If President-elect Joe Biden was inclined to prosecute Trump, his only dilemma would be where to start. Trump’s own Department of Justice refused to indict him for alleged crimes uncovered related to hush-money payments to his extra-marital lovers, and for obstruction of justice alleged in the Russia investigation. He faces multiple state-level criminal inquiries stemming from his personal business practices, civil suits related to his alleged sexual assaults and his 2017 inauguration.
But Biden is reportedly wary of launching investigations into his predecessor — and has made clear he won’t tell federal law enforcement what to do. “I will not do what {Trump] does and use the Justice Department as my vehicle to insist that something happened,” Biden told NBC News on Nov. 24.
While Biden admirably does not intend on echoing Trump’s undemocratic “lock them all up” chants, his administration can simply allow independent prosecutors to make their own decisions by opening the books on the Trump administration to expose wrongdoing, self-dealing and unlawful activity.
This will require the adoption of an affirmative policy to release and disclose information both in response to requests from Congress, oversight entities, journalists and the public — something the Trump administration did not do almost as a matter of policy. But in other respects it will involve the proactive implementation of policies through executive order or agency directive that would allow for the release of documents suppressed by the Trump administration. Much of the evidence of the Trump administration’s malfeasance is not yet in the public sphere, and by simply disclosing it Biden could begin the process of holding the soon-to-be ex-president accountable for his misdeeds.
Radical Disclosure
While some of Trump’s potential crimes have already been outlined by prosecutors or special counsels — like in the Mueller report, or the indictment that sent Michael Cohen to prison for paying hush money to porn star Stormy Daniels — not every crime or improper act has been recorded. Many are simply suspected based on public reporting and allegations made by former officials.
“There is a ton of information about the Trump administration that can come out pretty easily with the Biden administration just restoring normal practices,” said Jordan Libowitz, spokesman for the liberal watchdog group Citizens for Responsibility and Ethics in Washington.
CREW has released a report on how a Biden administration can create a more open government while also exposing the misdeeds of his predecessor, as has a coalition of transparency and watchdog groups under the banner of Accountability 2021. These reports contain a litany of recommendations that Biden could adopt immediately upon taking office.
His administration could, for example, issue an executive order re-establishing a presumption of openness for Freedom of Information Act requests and eliminate the political reviews that the Trump administration required for such requests. No administration has a great record on filling FOIA requests, but the Trump administration was significantly worse than previous ones, with records set for the extent of secrecy and the number of documents withheld from the public.
As part of becoming the least transparent presidential administration in recent history, the Trump administration also adopted a novel legal viewpoint on compliance with congressional oversight. Its theory was simple ― the executive branch did not have to comply with congressional requests for documents or testimony even during an impeachment inquiry. For this reason, the Trump administration rarely delivered the documents requested by congressional committees, specifically those led by Democrats.

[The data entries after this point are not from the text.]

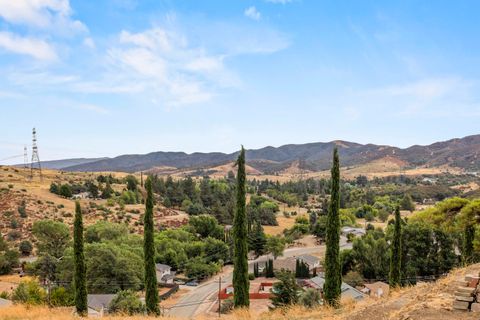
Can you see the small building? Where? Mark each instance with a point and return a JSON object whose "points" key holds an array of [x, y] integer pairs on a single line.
{"points": [[164, 273], [98, 304], [348, 292], [81, 195], [4, 303], [377, 290], [289, 264], [358, 232]]}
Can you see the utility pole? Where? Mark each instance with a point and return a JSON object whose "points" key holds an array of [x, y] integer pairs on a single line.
{"points": [[25, 158], [35, 157], [219, 299]]}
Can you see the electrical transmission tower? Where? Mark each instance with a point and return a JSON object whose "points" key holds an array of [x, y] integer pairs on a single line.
{"points": [[35, 158]]}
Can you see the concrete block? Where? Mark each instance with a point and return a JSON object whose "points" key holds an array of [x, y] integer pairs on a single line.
{"points": [[469, 277], [467, 299], [463, 294], [460, 305], [468, 290], [475, 307], [473, 283]]}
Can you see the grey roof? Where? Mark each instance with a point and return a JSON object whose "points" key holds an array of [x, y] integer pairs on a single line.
{"points": [[347, 290], [5, 303], [168, 277], [99, 301], [162, 267], [309, 259]]}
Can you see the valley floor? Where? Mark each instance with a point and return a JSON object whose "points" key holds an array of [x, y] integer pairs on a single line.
{"points": [[425, 301]]}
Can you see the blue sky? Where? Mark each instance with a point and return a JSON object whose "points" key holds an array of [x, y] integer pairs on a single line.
{"points": [[109, 77]]}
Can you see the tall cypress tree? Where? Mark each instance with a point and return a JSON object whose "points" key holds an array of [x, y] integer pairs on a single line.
{"points": [[469, 236], [396, 251], [241, 283], [333, 269], [80, 268], [151, 290]]}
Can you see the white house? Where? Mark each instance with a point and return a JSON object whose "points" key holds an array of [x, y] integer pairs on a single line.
{"points": [[164, 273], [311, 261], [98, 304]]}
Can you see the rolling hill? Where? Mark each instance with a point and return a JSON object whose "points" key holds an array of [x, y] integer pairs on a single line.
{"points": [[461, 153]]}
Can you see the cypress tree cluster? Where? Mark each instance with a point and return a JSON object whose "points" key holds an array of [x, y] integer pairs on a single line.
{"points": [[256, 272], [80, 268], [151, 290], [257, 239], [301, 270], [396, 252], [333, 270], [269, 273], [469, 236], [241, 283]]}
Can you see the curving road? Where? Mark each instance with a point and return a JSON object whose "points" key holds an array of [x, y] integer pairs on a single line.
{"points": [[189, 304]]}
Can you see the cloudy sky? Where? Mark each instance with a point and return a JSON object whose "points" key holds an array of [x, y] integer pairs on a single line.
{"points": [[109, 77]]}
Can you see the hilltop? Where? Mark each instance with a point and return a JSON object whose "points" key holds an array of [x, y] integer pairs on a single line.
{"points": [[460, 154]]}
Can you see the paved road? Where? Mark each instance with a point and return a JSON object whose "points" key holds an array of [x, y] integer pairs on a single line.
{"points": [[188, 305]]}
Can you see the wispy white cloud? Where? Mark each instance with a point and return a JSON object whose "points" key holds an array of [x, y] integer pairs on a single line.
{"points": [[435, 96], [168, 64], [252, 13], [91, 107], [36, 48], [54, 15], [89, 43]]}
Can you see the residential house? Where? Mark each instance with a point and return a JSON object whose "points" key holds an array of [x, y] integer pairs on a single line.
{"points": [[378, 289], [164, 273], [289, 264], [312, 261], [98, 304], [5, 303], [358, 232], [348, 292]]}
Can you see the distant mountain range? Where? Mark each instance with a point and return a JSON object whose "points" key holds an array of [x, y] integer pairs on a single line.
{"points": [[460, 153]]}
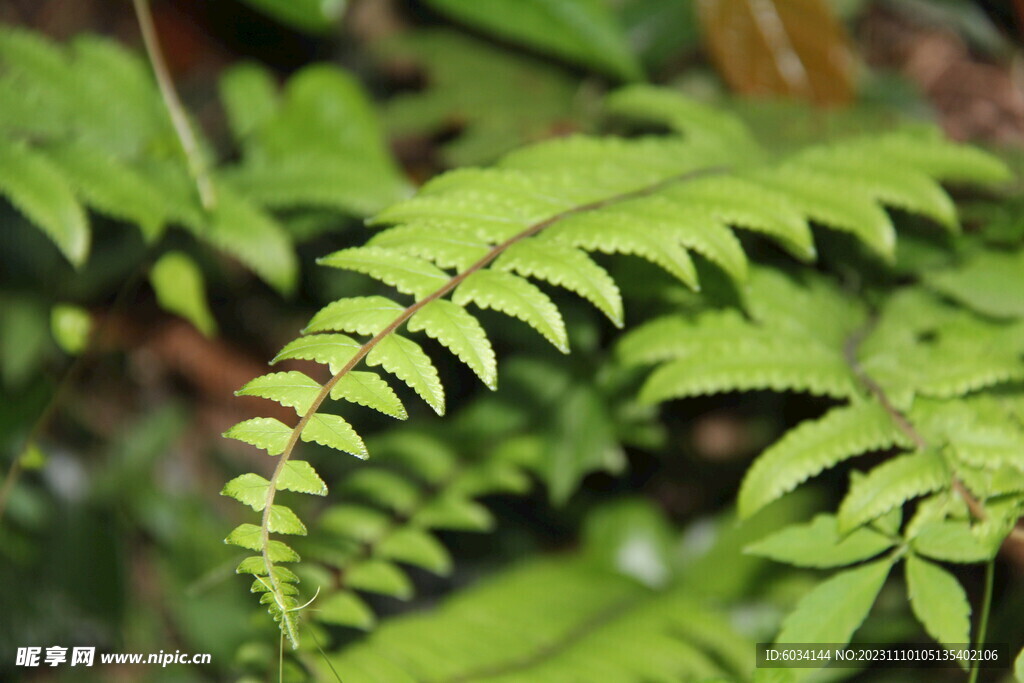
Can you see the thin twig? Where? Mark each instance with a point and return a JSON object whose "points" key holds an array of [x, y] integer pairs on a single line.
{"points": [[179, 119], [902, 423]]}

Just because the Trump administration will be gone on Jan. 20 does not mean those requests need to languish. Biden could order all agencies and governmental bodies to review all record requests made by Congress or other oversight bodies, including the Government Accountability Office, during the Trump administration and to fill them. Additionally, congressional investigators could resubmit their requests to the new agency heads to provide the Trump era documents.
An order for agencies to review and respond to congressional document requests regarding Trump administration actions could also involve reviewing and overruling the administration’s assertions of executive privilege.
There needs to be a radical mind shift towards automatic disclosure
Lauren Harper, National Security Archive director of public policy
“There’s been disputes before about broad assertions of privilege where documents haven’t been turned over,” Katherine Hawkins, legal analyst with the nonprofit watchdog Project on Government Oversight, said. “It used to be for categories of certain documents but now it’s just everything.”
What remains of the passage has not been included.